Probing Kaluza-Klein Dark Matter with Neutrino Telescopes

TL;DR

The paper investigates Kaluza-Klein dark matter in models with universal extra dimensions, where KK parity stabilizes the lightest KK particle (LKP). The LKP is the level-1 KK photon, essentially $B^1$, with a mass in the range $600$--$1200$ GeV that yields the observed relic density when radiative corrections and coannihilation are included, $\Omega_{B^1} h^2 \approx 0.16 \pm 0.04$. The authors compute the annihilation of $B^1$ dark matter in the Sun, predict high-energy neutrino fluxes, and translate these into IceCube event rates, finding a detectable signal of a few to tens of events per year for the favored mass range. Their analysis demonstrates a viable indirect detection channel for KK dark matter and informs neutrino telescope searches for new physics beyond the Standard Model.

Abstract

In models in which all of the Standard Model fields live in extra universal dimensions, the lightest Kaluza-Klein (KK) particle can be stable. Calculations of the one-loop radiative corrections to the masses of the KK modes suggest that the identity of the lightest KK particle (LKP) is mostly the first KK excitation of the hypercharge gauge boson.
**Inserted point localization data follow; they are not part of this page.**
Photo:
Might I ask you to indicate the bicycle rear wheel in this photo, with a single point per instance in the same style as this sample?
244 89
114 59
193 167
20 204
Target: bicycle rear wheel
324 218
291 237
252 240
This LKP is a viable dark matter candidate with an ideal present-day relic abundance if its mass is moderately large, between 600 to 1200 GeV. Such weakly interacting dark matter particles are expected to become gravitationally trapped in large bodies, such as the Sun, and annihilate into neutrinos or other particles that decay into neutrinos. We calculate the annihilation rate, neutrino flux and the resulting event rate in present and future neutrino telescopes. The relatively large mass implies that the neutrino energy spectrum is expected to be well above the energy threshold of AMANDA and IceCube. We find that the event rate in IceCube is between a few to tens of events per year.